I didn't! How could I have? I did it. A hysterical laugh bubbles up from my chest as I stare at Sejun. He holds the side of his face with one of my shirts. It's already soaked through with the dark red substance. He runs out of my room, assumably to the bathroom, but I hear the front door slam.

I grab my hair, pulling at it. Everyone I meet gets hurt. Everyone. I fall back on my bed, the smell of Sejuns blood fills every corner in my room. I can't find it in me to be guilty for what I did to him. He had no right to kiss me, touch me.

It's okay Yoongi. You didn't want it, so it's okay you hurt him.

A breathe of a laugh escapes me. I sigh, I want this to end. I'm being blinded, but by what? I don't know just yet. I get up, looking at myself in the cracked wall mirror that hangs on my wall. My boxers barely hang onto my frame. You can see all my ribs, my arms and legs look like sticks. How did I have the strength to do that to Sejun?

I peek my head out of my doorway, staring at the blood droplets that litter the floor to the front door. A satisfied smile crawls onto my face. Might as well live my last moments the best I can, right? I make my way to Jimin's door, which isn't that far, but I'm stumbling and dizzy for some reason.

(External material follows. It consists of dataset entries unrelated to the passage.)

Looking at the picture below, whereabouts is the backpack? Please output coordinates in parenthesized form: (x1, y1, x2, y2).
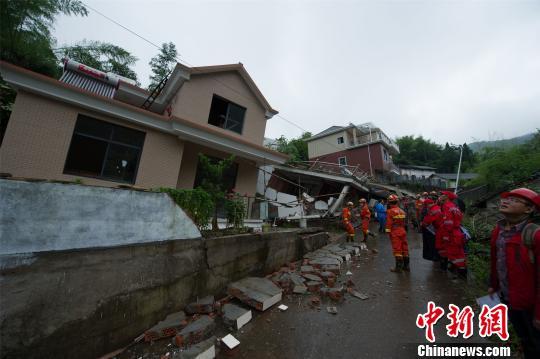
(522, 222, 539, 264)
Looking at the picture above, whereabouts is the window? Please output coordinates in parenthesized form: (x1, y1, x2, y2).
(337, 136, 344, 144)
(64, 115, 145, 183)
(208, 95, 246, 134)
(383, 149, 389, 162)
(338, 156, 347, 166)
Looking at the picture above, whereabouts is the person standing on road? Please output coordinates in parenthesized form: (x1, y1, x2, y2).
(421, 198, 439, 261)
(358, 198, 372, 242)
(342, 201, 356, 243)
(439, 191, 466, 277)
(375, 199, 387, 233)
(386, 194, 409, 273)
(488, 188, 540, 359)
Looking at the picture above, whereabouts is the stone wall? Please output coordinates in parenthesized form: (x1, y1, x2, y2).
(1, 212, 328, 358)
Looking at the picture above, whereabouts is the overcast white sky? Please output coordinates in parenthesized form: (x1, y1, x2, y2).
(54, 0, 540, 144)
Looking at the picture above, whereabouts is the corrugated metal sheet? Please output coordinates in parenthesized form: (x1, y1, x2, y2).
(59, 70, 116, 98)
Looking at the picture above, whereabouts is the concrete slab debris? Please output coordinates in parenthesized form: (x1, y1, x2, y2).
(185, 296, 215, 315)
(222, 304, 252, 330)
(221, 334, 240, 349)
(145, 311, 186, 342)
(179, 336, 216, 359)
(278, 304, 288, 311)
(352, 291, 369, 300)
(228, 277, 283, 311)
(327, 306, 338, 315)
(309, 257, 341, 268)
(174, 316, 215, 347)
(300, 265, 315, 273)
(302, 273, 322, 282)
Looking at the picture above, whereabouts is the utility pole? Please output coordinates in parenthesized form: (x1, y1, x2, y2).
(454, 144, 464, 194)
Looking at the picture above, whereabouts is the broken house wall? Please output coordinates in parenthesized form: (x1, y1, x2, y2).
(0, 180, 328, 359)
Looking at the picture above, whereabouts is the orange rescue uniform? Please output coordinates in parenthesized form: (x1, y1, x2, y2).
(360, 204, 371, 235)
(342, 207, 355, 241)
(386, 205, 408, 258)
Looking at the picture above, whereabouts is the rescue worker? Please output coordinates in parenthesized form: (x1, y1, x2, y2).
(429, 191, 439, 201)
(386, 194, 409, 272)
(421, 198, 442, 261)
(342, 201, 355, 242)
(358, 198, 371, 242)
(488, 188, 540, 358)
(415, 194, 425, 231)
(437, 191, 466, 276)
(374, 199, 387, 233)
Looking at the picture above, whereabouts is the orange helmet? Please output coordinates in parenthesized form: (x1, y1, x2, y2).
(388, 194, 399, 202)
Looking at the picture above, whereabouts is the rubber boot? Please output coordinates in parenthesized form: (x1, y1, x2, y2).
(403, 256, 410, 272)
(439, 257, 448, 271)
(390, 257, 403, 273)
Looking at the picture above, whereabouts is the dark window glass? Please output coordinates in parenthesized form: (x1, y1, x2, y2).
(64, 135, 108, 176)
(102, 144, 139, 182)
(75, 116, 113, 139)
(112, 125, 146, 147)
(64, 115, 145, 183)
(207, 95, 245, 134)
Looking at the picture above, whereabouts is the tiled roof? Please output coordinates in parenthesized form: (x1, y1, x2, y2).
(59, 70, 116, 98)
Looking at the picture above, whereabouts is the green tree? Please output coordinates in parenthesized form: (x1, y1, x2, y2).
(196, 154, 236, 231)
(0, 0, 87, 144)
(275, 132, 312, 163)
(0, 0, 88, 77)
(59, 40, 138, 82)
(394, 135, 442, 167)
(148, 42, 177, 91)
(471, 131, 540, 190)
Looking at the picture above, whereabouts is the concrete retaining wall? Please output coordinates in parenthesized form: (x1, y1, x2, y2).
(0, 179, 201, 255)
(0, 230, 329, 358)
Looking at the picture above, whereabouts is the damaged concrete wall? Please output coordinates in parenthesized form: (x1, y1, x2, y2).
(0, 179, 201, 255)
(1, 227, 328, 359)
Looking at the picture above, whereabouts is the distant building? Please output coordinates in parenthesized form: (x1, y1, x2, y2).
(399, 165, 437, 181)
(430, 173, 479, 189)
(306, 123, 400, 177)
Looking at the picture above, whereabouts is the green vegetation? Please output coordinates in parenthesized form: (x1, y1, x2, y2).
(156, 187, 213, 230)
(469, 131, 540, 190)
(60, 40, 138, 82)
(0, 0, 88, 77)
(393, 136, 475, 172)
(225, 193, 246, 229)
(148, 42, 177, 92)
(274, 132, 312, 163)
(196, 154, 236, 230)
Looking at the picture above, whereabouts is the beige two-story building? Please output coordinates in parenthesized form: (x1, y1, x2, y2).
(0, 60, 287, 196)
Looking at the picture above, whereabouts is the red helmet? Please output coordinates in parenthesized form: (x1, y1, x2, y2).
(501, 188, 540, 209)
(388, 194, 399, 202)
(440, 190, 457, 201)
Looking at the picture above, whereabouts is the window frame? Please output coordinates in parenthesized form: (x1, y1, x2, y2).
(338, 156, 347, 166)
(337, 136, 344, 144)
(207, 94, 246, 135)
(63, 115, 145, 184)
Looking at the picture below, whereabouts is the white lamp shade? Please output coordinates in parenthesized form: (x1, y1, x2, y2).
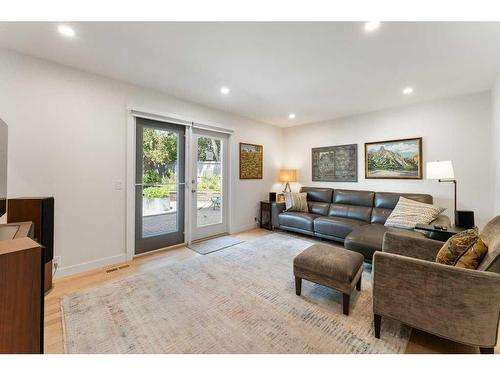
(426, 160, 455, 180)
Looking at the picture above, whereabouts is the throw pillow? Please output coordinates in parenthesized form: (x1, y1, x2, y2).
(283, 192, 308, 213)
(455, 237, 488, 269)
(384, 196, 444, 229)
(435, 229, 481, 266)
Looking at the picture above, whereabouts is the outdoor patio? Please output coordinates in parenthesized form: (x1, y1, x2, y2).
(142, 207, 221, 237)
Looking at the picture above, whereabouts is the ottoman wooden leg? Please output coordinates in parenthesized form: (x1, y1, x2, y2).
(356, 275, 361, 291)
(342, 293, 350, 315)
(295, 276, 302, 296)
(374, 314, 381, 339)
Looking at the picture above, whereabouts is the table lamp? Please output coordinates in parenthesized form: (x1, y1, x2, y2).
(426, 160, 456, 223)
(278, 169, 297, 193)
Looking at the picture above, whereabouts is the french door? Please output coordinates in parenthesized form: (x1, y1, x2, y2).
(190, 129, 229, 241)
(135, 118, 185, 254)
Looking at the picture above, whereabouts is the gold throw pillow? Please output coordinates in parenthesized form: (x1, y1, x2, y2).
(455, 237, 488, 269)
(436, 229, 478, 265)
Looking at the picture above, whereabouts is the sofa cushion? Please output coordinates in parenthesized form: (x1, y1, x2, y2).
(374, 192, 433, 209)
(333, 189, 375, 207)
(345, 224, 425, 259)
(314, 216, 366, 239)
(308, 201, 330, 216)
(328, 204, 372, 222)
(300, 187, 333, 203)
(279, 211, 319, 232)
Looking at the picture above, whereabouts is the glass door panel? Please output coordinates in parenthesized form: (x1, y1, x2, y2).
(196, 136, 222, 227)
(135, 118, 185, 254)
(191, 129, 228, 241)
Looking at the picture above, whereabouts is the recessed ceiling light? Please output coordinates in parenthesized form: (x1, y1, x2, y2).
(364, 21, 381, 32)
(288, 113, 296, 119)
(402, 87, 414, 95)
(57, 25, 75, 38)
(220, 87, 230, 95)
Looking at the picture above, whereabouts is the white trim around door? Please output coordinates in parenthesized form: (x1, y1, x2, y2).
(126, 107, 234, 258)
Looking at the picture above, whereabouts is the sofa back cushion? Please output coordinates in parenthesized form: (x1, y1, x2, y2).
(307, 201, 330, 216)
(328, 189, 374, 223)
(328, 204, 372, 222)
(333, 189, 375, 207)
(477, 215, 500, 273)
(300, 187, 333, 203)
(371, 192, 433, 224)
(300, 187, 333, 215)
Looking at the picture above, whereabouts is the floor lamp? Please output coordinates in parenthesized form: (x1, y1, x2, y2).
(426, 160, 456, 224)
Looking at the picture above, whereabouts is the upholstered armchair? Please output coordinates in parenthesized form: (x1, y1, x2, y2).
(373, 216, 500, 354)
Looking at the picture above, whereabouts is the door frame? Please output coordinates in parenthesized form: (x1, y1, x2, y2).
(126, 107, 234, 260)
(134, 118, 186, 254)
(189, 128, 230, 242)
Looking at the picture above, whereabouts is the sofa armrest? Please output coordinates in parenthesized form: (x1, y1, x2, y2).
(373, 251, 500, 347)
(382, 231, 443, 261)
(430, 214, 452, 228)
(271, 202, 286, 228)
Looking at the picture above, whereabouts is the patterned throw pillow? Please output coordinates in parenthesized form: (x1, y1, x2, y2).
(384, 196, 444, 229)
(436, 229, 488, 269)
(283, 192, 308, 213)
(455, 237, 488, 269)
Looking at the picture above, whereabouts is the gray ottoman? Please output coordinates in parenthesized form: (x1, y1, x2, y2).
(293, 244, 364, 315)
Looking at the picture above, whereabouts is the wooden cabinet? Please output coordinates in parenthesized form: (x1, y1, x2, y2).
(7, 197, 54, 292)
(0, 223, 44, 354)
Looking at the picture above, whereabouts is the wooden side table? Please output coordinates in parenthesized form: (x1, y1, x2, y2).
(260, 200, 273, 230)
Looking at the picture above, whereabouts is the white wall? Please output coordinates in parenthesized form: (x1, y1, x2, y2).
(0, 49, 283, 277)
(283, 92, 494, 228)
(493, 77, 500, 215)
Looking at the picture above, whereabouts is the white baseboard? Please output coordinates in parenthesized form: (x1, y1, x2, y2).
(230, 222, 259, 234)
(54, 253, 128, 279)
(55, 223, 259, 279)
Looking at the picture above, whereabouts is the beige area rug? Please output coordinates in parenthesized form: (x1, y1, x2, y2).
(187, 235, 244, 255)
(62, 233, 411, 353)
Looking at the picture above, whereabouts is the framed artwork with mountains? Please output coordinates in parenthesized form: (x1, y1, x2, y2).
(365, 137, 422, 179)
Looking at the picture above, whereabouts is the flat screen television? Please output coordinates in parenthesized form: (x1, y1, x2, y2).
(0, 117, 7, 218)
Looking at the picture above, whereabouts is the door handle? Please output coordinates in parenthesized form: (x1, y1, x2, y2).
(191, 189, 196, 193)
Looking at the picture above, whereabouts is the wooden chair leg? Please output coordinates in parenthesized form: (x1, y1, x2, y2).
(374, 314, 381, 339)
(295, 276, 302, 296)
(342, 293, 350, 315)
(356, 276, 361, 291)
(479, 347, 494, 354)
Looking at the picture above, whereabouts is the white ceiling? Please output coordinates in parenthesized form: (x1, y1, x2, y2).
(1, 22, 500, 127)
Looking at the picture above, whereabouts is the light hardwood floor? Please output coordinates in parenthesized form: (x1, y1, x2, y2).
(44, 228, 497, 354)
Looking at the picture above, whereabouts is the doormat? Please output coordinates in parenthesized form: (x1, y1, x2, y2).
(188, 235, 244, 255)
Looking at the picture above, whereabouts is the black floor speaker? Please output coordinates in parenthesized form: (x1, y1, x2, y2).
(455, 210, 475, 229)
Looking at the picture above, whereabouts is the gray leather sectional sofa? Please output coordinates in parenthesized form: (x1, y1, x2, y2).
(272, 187, 451, 260)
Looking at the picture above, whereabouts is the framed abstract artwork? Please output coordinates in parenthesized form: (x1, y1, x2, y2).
(312, 144, 358, 182)
(365, 137, 422, 179)
(239, 142, 263, 179)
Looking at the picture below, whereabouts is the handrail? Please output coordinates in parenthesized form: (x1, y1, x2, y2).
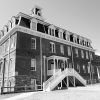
(73, 69, 86, 85)
(43, 69, 61, 90)
(67, 68, 86, 85)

"Jimin~" I knock on his door. I hear sniffles from inside, a flash of anger goes through me. "Hey!" I say in a loud voice, banging on the door once. I hear the door lock click. I turn the knob quickly, stumbling once again into the room. Jimin stands in the middle of the room, his lip trembling. "I'm sorry. For all of it." I sigh.

"What do you mean?" Jimin whispers, his voice hoarse. "Baby, is it that hard to get what I'm saying? Look what I made you into, what trauma and shit I've caused you, what you just saw." The weight doesn't lift off my chest as I thought it would. It gets heavier.

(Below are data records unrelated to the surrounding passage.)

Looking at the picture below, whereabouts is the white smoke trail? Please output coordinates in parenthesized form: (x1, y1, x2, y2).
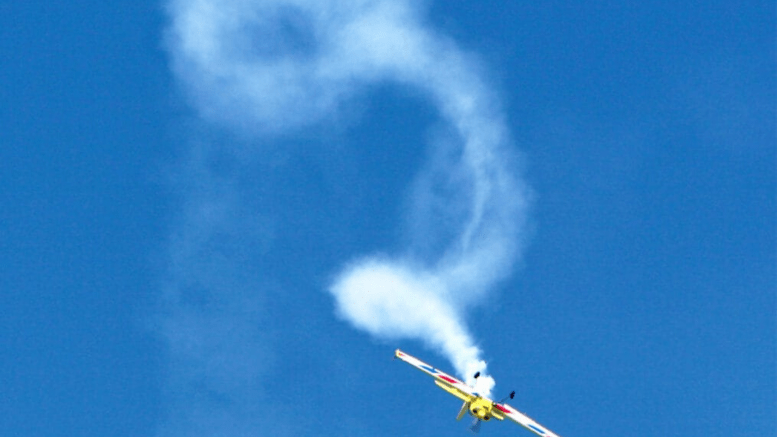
(165, 0, 529, 397)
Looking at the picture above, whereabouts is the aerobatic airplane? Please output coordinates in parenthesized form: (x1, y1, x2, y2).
(395, 349, 561, 436)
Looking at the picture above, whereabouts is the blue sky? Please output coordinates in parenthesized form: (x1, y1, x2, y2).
(1, 1, 774, 436)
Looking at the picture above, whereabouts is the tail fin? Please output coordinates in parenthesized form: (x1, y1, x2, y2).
(469, 419, 482, 433)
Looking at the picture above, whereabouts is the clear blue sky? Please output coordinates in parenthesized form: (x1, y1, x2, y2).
(1, 1, 774, 436)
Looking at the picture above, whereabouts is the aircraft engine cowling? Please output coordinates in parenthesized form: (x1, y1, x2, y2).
(469, 399, 493, 421)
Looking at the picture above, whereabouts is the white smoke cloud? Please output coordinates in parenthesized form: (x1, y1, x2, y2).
(330, 259, 498, 394)
(165, 0, 529, 398)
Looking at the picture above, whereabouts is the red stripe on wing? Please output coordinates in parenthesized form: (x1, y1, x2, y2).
(439, 375, 459, 384)
(494, 404, 511, 414)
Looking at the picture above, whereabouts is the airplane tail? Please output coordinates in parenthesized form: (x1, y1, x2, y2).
(469, 418, 482, 433)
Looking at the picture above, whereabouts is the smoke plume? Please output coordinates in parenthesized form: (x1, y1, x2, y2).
(165, 0, 529, 397)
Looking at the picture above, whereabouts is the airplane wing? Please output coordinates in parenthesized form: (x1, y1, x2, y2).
(394, 349, 476, 402)
(493, 402, 562, 437)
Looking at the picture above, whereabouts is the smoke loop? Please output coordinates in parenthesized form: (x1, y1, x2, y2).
(166, 0, 530, 396)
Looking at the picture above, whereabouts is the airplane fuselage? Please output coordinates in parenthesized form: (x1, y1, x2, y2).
(468, 396, 495, 421)
(395, 349, 561, 436)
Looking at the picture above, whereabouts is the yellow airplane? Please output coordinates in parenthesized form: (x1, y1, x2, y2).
(395, 349, 561, 436)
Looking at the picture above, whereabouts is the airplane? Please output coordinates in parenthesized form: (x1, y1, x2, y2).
(394, 349, 561, 436)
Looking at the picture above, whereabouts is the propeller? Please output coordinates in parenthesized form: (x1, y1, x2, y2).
(456, 401, 470, 421)
(469, 418, 482, 434)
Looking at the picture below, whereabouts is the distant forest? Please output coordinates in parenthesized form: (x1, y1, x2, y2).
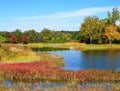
(0, 7, 120, 44)
(0, 29, 80, 43)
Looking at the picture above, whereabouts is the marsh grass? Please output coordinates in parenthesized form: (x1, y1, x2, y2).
(28, 43, 120, 51)
(0, 44, 63, 65)
(0, 44, 38, 63)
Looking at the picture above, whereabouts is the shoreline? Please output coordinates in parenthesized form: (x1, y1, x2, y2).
(27, 43, 120, 51)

"I- I'm sorry too. I've been weak, cowardly. I forgive you Yoongi. For all of it." His eyes shine in an emotion that is foreign to me at the moment; love. I stand there, not knowing what to do. "Can I hug you?" He sounds nervous, I open my arms anyway. I feel his arms around me in a flash, squeezing tightly.

"Hey.." I trail off as he looks up at me. He looks like the same Jimin I met just a year ago. Innocent. Beautiful. I want that Jimin. I lean down, connecting our lips in a soft kiss. Jimin lets out a shuttered breath as we break away, connecting again soon after.

I pull away for good. "I love you Yoongi."

I wish I could say the same Jiminie.

-•-

heya- so this is a very short chapter because its the next chapter is the LAST chapter.